En lugar del maniqueísmo que absolutiza nociones de la moral para pensar los procesos sociales, sería importante partir de que los partidos con grandes niveles de representatividad son terrenos complejos donde la tradición misma está abierta a su reelaboración, los símbolos a reapropiaciones incontrolables y las masas ante la posibilidad de nuevos sujetos políticos que las representen.
Es central en el coloradismo la cuestión del mito político, y por ello entiendo no una actitud de “falsa conciencia” sino, como bien lo pensaron Sorel, Gramsci, Mariátegui y otros, una representación común del pasado, del presente y del futuro, fundamental para la articulación de voluntades dispersas en una unidad política que quiere intervenir en la realidad.

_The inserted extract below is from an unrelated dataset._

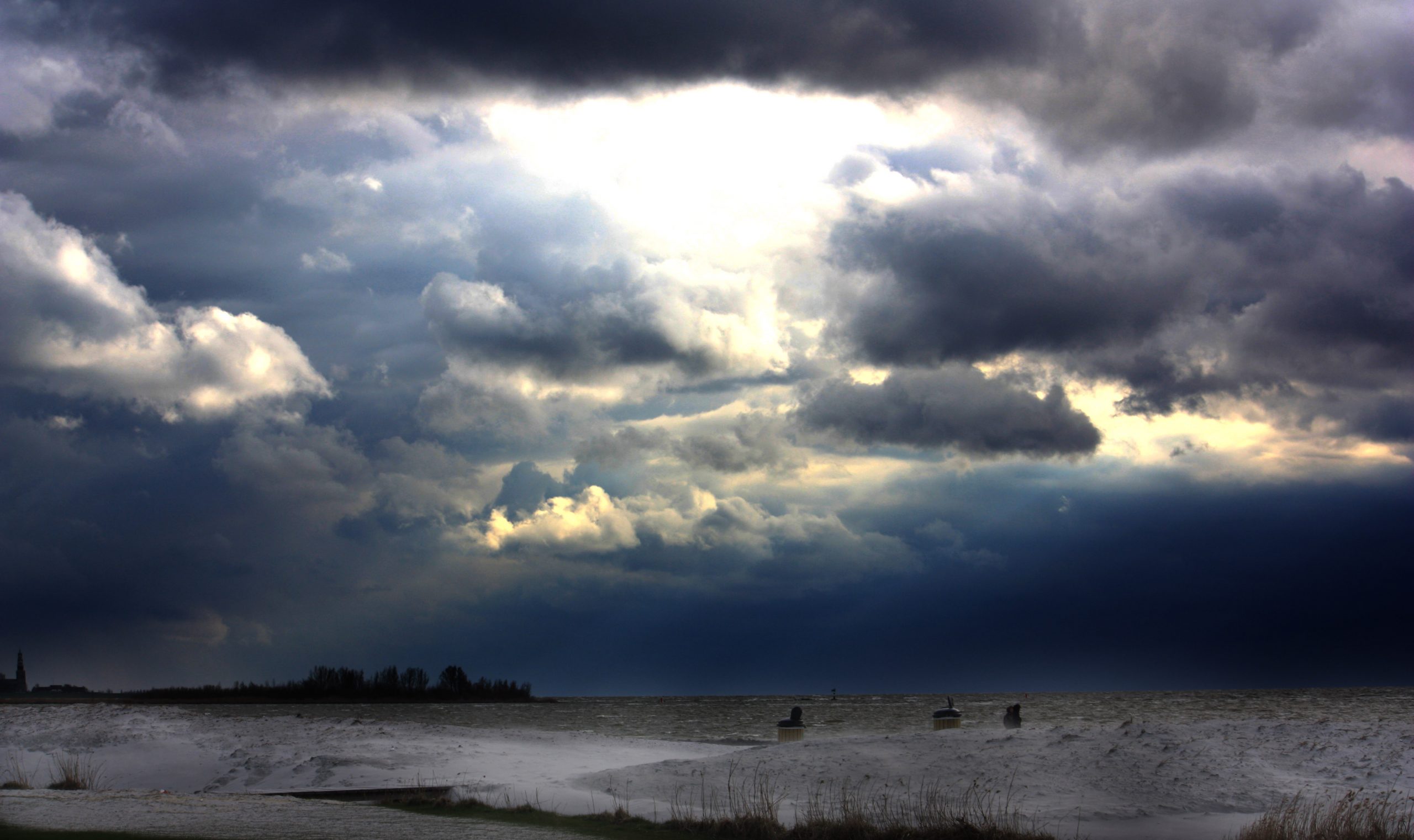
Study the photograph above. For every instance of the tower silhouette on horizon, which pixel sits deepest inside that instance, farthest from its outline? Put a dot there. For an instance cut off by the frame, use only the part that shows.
(19, 685)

En la historia larga como en el pasado reciente, hay un repertorio de posibilidades para la reformulación contemporánea del mito movilizador colorado, más aún teniendo en cuenta la actualidad de tópicos que vuelven a la discusión pública: la soberanía nacional, la intervención del Estado o la cuestión social en su sentido más amplio. Contra la idea de un coloradismo agotado en su expresión por quién sabe qué ley implícita de la historia, es una posibilidad la recreación de un partido nacional, popular y democrático, capaz de seguir ensanchando sus bases sociales de sustentación.